Retailers that lead in the UK have a global reach, as this heatmap illustrates
MUCH OF THE ANALYSIS that goes into understanding which names make up the UK’s leading retailers comes from the UK context. This heatmap, completed using data sourced from InternetRetailing Knowledge Partners Hitwise and SimilarWeb , puts the IRUK Top500 in a global context.
It’s a way of mapping the interest that potential customers from around the world have in the retailers that form the UK index. The strongest interest in these companies comes from those who have a language in common, in the United States, and from near-neighbours in France, Germany, Spain and the Netherlands. But this map also shows the reach that retailers that lead in the UK have around the world, with significant amounts of traffic coming from the Russian Federation, Japan, India and China, with small but measurable amounts from the Solomon Islands and Tonga.
Of course, some of those featured on the IRUK Top500 list are not themselves headquartered in the UK. Amazon and Toys R Us from the US appear on the list alongside European retailers H&M and Estée Lauder . But the list is also a useful reminder that retail is now very much a global business. Very few of the UK Top500 target only UK shoppers.

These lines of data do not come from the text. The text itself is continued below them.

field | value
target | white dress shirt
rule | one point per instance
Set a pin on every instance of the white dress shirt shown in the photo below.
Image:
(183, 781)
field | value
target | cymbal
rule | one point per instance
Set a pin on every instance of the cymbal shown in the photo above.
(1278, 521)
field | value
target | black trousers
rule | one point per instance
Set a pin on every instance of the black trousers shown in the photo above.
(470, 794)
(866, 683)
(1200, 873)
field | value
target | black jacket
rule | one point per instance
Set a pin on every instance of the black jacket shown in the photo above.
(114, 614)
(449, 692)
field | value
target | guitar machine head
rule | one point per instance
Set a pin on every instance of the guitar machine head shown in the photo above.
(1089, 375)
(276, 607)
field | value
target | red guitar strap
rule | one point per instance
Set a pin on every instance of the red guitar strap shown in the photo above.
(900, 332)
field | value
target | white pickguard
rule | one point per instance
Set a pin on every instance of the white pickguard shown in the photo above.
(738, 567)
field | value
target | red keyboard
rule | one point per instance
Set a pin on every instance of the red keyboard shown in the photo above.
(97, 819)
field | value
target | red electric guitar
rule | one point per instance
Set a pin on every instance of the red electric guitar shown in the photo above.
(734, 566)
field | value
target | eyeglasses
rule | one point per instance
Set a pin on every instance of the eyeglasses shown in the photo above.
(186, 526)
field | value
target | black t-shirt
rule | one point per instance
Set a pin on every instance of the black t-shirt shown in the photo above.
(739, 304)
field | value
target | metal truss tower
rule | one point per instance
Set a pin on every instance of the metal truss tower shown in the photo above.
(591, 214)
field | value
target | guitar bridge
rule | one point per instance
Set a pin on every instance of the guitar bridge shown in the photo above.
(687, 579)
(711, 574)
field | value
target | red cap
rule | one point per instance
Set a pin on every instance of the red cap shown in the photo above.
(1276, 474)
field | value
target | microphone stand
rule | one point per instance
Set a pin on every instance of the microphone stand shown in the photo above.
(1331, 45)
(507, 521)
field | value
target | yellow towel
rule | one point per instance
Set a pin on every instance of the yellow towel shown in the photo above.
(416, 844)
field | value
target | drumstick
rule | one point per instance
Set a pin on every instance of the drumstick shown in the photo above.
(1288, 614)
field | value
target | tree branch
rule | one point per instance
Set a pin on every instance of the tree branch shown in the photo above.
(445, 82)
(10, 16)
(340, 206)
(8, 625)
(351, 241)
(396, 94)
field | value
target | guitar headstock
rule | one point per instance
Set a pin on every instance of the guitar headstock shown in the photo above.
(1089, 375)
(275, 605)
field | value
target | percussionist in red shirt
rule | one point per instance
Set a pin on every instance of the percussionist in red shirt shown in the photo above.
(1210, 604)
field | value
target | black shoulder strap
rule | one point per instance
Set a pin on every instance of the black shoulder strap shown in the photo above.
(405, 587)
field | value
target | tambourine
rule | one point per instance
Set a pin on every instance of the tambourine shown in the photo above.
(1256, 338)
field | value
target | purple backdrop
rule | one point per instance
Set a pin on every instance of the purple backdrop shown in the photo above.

In any case, the internet knows no borders and as long as they have a connection, shoppers can and will visit a retail website whether they are in Manchester or Morocco – and whether Brexit happens or not.
As InternetRetailing research extends to other geographies, researchers will be looking to see how far interest in retailers trading in those geographies extends. Certainly, it seems from work to understand other global markets, such as the RetailX ASEAN Top500 and the RetailX Australia Top250, that some of the same names reappear.
But it’s also likely that UK retailers have a wide reach because of the widespread use of the English language, and because this is a market where local retailers are doing well, perhaps through an openness to technology and to innovation. These are factors that should stand UK retailers in good stead in a post-Brexit world. Rather than looking inwards to the domestic market for future growth and market opportunities, it seems very likely that traders will continue to look beyond the shores of these islands.